Esta influencer, conocida por su carácter explosivo y su sinceridad brutal, se dio a conocer tras protagonizar un escándalo con la policía por saltarse un arresto domiciliario. A partir de ahí, su fama se disparó. Su pareja, Ramón, también es youtuber y muy conocido por sus vídeos virales en TikTok. Juntos forman una dupla que no deja indiferente a nadie.
Una vida convertida en reality
El contenido de Laura recuerda al de programas como Hermano Mayor, pero con un giro aún más salvaje. Sus vídeos junto a su hermano han llegado incluso a ser censurados por su alto grado de agresividad, y las discusiones con su novio Ramón son pan de cada día. Hoy lo ama, mañana lo detesta: la montaña rusa emocional es constante, y eso mantiene enganchados a miles de fans que no quieren perderse ni un solo capítulo.
¿Cuál es el secreto de su éxito?
La clave parece estar en su total falta de filtros. Laura muestra todo: peleas, borracheras, discusiones, relaciones íntimas… No hay tabúes. Incluso ha protagonizado enfrentamientos con otras figuras del mundo influencer como Dakota, conocida por su paso por Hermano Mayor, o Oto Vans, a quien amenazó públicamente por burlarse de ella y su pareja.
Muchos ya la ven como la candidata perfecta para arrebatarle el título de «princesa del pueblo» a Belén Esteban.

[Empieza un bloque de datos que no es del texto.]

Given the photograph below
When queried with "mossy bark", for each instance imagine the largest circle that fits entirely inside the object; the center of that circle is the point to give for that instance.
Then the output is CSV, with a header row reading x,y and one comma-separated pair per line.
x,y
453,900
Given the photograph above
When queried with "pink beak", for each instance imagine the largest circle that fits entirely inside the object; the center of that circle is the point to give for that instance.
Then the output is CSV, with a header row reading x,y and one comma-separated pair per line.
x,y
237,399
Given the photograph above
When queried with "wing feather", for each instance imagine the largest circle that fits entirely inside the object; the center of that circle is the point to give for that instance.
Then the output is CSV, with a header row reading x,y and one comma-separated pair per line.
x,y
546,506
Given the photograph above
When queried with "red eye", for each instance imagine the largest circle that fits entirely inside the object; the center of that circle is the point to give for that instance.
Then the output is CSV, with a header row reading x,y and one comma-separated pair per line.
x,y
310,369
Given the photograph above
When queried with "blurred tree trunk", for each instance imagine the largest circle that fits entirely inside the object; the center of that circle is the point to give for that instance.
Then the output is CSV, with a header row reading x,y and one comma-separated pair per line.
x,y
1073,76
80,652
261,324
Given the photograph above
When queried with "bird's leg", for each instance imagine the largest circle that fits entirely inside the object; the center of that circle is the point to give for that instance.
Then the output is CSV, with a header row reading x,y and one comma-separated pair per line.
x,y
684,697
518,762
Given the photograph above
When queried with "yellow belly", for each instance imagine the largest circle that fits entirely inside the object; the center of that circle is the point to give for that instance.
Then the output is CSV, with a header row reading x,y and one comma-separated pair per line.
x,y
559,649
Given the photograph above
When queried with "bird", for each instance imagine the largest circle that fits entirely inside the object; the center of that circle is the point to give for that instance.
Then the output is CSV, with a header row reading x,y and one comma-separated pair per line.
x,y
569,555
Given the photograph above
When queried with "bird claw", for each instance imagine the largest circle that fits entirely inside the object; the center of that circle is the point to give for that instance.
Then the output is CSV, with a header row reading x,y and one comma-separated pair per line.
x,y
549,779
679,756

La Reina del Brillo tiñe sus extensiones en directo, bebe con sus amigas en el parque, y no duda en mostrar hasta los momentos más comprometidos con su novio. Desde juegos sexuales disfrazados hasta escenas surrealistas que bordean lo absurdo, todo tiene cabida en su universo.
Un fenómeno sin vergüenza ni filtros
Laura ha conquistado a su audiencia mostrando cada paso de su vida con una sinceridad desbordante. Sus seguidores saben que, cuando reciben la notificación “La Reina del Brillo ha comenzado un directo”, es imposible predecir lo que van a ver.
Su rasgo más característico es que cuando bebe, se vuelve imprevisible. Puede decir o hacer cualquier cosa, y eso, lejos de espantar a su audiencia, parece fascinarla. La autenticidad, la locura y el morbo son el cóctel perfecto que ha convertido a esta joven en un fenómeno viral.